BlackRock and JPMorgan Chase are poised to join Bank of America and Citigroup in the vanguard, according to people familiar with their thinking.
Over the summer BofA accelerated its preparations for Brexit by announcing details of a new Paris trading floor with room for 1,000 staff. Wall Street rival JPMorgan Chase is also increasingly attracted by Paris, bankers said, though it has yet to declare officially how big a trading operation it will put in the city.
“Over time, and depending on if a place becomes the new financial centre in Europe, we may do what we did in London 20 years ago, and consolidate,” Daniel Pinto, JPMorgan investment bank chief, told the Financial Times.
Until recently, attention had focused on which eurozone financial centre would attract the new formal subsidiary registrations, as banks, insurers and asset managers have raced to ensure they have the legal and regulatory structures in place to continue doing business across the EU27 if and when they are barred from “passporting” out of London.
Frankfurt and Dublin dominated that battle. But Paris seems set to triumph in trading — a more valuable prize due to the jobs and taxes that go with it — as banks and asset managers realise the merits of establishing a dominant hub to concentrate market liquidity and expertise for the trading of securities.
“If you ask most people in the industry, the number one choice is Paris,” said the boss of a large investment bank, adding that labour costs are now as low as the UK.
The Parisian expansion comes as the UK’s City minister said Britain would do “whatever it takes” to defend the position of London as a global financial centre. John Glen said the numbers that have been shifting out of London are so far limited, adding: “It is totally at odds with the flowery rhetoric you see from European leaders — you know, saying ‘Come to Paris’.”
Another big factor in banks choosing Paris has been the sophistication of French regulators, which have long overseen the complex trading and derivative operations of BNP Paribas and Société Générale, financiers said.
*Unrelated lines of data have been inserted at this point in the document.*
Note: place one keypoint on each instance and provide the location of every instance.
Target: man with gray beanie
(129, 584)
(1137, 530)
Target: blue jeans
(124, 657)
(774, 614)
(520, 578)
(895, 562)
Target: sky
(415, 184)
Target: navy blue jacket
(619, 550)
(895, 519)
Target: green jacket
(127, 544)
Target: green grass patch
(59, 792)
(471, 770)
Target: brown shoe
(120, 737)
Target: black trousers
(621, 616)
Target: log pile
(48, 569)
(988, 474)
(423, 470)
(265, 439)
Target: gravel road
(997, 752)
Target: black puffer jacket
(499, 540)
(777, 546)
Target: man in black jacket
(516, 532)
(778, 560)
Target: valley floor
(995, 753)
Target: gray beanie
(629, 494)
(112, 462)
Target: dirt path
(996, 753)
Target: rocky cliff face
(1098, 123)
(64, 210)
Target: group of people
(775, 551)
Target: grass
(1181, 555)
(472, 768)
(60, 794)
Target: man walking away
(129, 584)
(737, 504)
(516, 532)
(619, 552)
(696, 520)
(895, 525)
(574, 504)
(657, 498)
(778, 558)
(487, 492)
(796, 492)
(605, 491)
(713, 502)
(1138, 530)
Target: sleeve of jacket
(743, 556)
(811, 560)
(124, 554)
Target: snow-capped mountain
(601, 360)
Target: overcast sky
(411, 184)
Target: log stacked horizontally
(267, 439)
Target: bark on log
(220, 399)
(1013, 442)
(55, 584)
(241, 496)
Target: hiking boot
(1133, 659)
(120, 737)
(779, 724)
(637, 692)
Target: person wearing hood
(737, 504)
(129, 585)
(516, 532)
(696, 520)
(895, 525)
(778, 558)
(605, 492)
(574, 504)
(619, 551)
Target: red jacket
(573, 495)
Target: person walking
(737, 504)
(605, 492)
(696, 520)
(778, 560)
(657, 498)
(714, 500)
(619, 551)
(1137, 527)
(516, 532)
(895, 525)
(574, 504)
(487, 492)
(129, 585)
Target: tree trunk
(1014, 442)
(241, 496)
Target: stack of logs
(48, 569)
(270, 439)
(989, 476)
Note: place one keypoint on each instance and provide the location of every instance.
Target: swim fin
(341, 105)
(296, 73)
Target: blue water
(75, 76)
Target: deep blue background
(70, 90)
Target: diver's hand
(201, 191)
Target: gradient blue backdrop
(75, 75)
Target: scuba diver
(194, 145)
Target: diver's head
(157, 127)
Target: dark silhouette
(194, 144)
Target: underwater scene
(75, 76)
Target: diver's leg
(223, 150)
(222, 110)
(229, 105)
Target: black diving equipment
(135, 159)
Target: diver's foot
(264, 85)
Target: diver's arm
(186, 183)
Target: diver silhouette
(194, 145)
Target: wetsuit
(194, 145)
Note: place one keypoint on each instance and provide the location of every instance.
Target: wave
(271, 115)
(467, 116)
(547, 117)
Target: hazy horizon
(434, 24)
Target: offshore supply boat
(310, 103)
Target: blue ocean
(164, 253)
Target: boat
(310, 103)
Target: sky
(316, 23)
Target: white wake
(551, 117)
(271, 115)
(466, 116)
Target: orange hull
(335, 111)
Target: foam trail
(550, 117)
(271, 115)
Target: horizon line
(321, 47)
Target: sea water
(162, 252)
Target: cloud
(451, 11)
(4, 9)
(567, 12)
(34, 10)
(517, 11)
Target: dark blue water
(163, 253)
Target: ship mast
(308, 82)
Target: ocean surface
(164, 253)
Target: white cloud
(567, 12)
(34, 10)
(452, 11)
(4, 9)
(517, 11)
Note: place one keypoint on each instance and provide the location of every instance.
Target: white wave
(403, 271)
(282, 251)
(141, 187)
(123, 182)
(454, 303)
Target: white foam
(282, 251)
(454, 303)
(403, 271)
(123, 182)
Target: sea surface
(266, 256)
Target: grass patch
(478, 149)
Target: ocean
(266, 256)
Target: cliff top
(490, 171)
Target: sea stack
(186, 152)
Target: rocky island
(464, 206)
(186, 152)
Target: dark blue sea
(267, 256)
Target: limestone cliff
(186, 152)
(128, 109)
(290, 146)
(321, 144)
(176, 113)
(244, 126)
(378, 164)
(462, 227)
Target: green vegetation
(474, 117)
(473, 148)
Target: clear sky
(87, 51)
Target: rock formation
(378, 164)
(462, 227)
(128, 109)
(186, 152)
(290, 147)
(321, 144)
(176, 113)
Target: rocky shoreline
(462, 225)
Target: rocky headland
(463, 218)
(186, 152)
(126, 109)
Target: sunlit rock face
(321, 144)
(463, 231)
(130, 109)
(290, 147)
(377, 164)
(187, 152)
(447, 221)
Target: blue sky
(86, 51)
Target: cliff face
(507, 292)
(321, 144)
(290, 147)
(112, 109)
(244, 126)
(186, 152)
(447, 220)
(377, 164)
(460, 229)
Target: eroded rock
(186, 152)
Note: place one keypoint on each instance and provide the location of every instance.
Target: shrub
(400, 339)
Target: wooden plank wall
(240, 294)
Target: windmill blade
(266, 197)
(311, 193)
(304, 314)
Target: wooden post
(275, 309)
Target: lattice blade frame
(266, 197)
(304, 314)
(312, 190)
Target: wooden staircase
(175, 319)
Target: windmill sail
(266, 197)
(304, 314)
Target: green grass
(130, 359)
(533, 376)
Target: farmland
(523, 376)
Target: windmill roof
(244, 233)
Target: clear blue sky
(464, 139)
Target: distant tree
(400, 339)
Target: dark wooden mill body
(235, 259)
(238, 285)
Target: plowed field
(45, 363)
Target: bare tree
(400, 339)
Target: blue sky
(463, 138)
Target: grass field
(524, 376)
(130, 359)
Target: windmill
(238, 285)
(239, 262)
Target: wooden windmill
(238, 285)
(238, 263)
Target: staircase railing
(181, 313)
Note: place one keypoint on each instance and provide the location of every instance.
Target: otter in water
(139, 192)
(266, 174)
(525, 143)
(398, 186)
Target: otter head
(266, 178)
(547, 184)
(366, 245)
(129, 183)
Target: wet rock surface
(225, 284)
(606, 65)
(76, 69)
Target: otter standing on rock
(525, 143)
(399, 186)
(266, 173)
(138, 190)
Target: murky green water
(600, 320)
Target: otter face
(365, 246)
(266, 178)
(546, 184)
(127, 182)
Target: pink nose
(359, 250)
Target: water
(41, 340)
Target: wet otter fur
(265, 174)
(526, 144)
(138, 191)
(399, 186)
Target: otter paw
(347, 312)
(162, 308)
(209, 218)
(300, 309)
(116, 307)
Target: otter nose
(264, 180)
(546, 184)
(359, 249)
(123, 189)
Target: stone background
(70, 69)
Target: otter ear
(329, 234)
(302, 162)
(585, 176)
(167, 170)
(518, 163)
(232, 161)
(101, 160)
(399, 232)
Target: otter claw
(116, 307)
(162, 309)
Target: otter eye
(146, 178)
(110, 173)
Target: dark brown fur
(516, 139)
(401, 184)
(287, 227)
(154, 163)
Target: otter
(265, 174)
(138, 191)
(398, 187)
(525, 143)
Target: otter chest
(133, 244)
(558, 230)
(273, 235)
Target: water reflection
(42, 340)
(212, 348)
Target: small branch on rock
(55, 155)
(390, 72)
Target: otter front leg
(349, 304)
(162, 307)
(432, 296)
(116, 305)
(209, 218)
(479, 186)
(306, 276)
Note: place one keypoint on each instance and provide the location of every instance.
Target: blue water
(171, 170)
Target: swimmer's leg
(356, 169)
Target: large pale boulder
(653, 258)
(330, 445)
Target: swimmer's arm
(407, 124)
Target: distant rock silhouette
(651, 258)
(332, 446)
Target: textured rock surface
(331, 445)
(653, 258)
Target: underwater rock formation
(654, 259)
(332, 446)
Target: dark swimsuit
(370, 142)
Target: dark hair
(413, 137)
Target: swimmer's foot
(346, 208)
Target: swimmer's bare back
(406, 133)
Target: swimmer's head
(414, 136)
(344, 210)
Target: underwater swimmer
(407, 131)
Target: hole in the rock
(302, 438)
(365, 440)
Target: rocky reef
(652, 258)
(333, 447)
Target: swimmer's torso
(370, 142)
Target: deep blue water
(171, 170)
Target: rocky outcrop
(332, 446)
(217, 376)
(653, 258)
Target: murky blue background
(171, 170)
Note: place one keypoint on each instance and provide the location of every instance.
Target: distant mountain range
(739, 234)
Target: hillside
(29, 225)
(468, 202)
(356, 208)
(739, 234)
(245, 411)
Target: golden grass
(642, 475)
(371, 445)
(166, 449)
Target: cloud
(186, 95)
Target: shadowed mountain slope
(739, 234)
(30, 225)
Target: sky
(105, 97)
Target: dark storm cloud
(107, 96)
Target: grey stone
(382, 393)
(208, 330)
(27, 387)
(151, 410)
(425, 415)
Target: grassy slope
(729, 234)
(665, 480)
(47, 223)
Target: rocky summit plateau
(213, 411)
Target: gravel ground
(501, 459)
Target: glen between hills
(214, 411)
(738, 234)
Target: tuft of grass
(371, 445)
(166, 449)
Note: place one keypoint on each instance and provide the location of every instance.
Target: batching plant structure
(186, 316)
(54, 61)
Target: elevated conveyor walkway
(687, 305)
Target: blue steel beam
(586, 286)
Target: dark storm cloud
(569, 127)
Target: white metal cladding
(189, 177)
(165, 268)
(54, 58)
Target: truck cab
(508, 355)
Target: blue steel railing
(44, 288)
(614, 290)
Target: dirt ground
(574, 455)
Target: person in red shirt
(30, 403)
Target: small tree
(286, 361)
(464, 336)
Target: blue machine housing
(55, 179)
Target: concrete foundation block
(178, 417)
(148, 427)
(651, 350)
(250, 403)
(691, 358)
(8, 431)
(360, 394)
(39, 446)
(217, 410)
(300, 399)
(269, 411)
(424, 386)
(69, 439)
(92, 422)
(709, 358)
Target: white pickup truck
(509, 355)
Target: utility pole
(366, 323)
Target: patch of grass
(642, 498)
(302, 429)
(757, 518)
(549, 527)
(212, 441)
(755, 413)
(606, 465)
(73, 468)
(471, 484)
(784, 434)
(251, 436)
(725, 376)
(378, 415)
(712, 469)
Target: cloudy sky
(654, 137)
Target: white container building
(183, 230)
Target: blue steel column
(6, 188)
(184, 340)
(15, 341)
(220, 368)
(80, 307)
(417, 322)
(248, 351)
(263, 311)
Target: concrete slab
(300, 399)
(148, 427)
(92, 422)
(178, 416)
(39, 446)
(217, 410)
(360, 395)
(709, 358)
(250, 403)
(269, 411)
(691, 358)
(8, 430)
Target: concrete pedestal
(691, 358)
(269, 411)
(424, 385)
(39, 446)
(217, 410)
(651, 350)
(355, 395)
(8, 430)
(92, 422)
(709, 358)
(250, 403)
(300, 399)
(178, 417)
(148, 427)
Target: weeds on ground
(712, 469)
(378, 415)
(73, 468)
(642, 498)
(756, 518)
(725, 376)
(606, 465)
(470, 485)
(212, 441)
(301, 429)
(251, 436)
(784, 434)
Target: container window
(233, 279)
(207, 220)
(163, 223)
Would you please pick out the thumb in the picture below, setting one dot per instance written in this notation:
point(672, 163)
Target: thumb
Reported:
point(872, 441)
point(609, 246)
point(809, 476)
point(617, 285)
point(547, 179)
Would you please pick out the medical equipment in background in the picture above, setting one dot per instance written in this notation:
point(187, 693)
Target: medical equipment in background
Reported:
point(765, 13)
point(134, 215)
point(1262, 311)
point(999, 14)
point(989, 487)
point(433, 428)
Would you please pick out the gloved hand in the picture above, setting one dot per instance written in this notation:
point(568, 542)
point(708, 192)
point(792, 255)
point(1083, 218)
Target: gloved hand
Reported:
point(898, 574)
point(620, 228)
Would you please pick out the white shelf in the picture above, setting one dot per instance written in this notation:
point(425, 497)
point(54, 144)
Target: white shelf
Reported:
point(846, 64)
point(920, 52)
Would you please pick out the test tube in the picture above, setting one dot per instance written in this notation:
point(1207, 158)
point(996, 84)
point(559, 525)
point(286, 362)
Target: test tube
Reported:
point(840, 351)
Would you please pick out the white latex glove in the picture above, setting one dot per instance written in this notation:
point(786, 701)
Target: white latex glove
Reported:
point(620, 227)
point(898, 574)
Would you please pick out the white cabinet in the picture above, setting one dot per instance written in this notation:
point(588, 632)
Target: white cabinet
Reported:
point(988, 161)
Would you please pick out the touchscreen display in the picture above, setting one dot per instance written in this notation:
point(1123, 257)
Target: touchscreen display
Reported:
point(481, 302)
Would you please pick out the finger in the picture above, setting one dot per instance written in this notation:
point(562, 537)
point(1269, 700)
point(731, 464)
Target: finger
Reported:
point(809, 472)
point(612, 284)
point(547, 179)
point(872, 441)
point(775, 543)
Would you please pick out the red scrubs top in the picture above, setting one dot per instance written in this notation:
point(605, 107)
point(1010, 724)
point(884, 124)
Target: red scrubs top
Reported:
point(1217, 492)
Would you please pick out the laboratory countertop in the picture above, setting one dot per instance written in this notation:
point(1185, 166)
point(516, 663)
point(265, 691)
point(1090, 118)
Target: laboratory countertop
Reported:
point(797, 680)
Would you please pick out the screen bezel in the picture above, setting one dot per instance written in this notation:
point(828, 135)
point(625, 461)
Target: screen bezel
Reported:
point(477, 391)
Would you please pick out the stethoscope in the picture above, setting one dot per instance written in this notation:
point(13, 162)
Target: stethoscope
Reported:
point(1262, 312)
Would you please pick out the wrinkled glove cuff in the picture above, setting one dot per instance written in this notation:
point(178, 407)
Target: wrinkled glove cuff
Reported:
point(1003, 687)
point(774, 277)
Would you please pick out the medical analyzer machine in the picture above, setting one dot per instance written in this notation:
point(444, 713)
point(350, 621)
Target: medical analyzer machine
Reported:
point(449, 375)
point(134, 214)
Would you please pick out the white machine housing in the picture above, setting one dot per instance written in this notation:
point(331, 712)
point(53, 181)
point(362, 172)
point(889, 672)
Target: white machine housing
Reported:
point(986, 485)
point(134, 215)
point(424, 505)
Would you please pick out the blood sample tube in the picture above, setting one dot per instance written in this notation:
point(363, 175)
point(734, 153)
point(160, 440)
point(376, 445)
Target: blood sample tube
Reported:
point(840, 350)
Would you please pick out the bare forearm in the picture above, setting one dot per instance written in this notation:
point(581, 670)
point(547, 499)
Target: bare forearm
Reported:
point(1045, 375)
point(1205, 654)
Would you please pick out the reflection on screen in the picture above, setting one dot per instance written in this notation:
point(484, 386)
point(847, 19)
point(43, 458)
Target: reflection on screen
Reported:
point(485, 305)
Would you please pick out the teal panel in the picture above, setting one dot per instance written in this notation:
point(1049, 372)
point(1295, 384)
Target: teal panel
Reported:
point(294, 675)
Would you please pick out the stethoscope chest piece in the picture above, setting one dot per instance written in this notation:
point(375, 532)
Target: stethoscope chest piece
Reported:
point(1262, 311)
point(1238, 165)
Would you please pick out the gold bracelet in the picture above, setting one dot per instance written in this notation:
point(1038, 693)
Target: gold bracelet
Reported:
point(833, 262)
Banks’ plans are tracking those of their clients, with 70 asset managers — from large groups to small hedge funds — in the process of securing licences to operate in Paris, according to officials. BlackRock is chief among them, and is even considering designating Paris as its pan-European headquarters, according to two people close to the $6.3tn money manager. That could see its office there expand more than six-fold to between 200 and 300 staff within a year or so. [...]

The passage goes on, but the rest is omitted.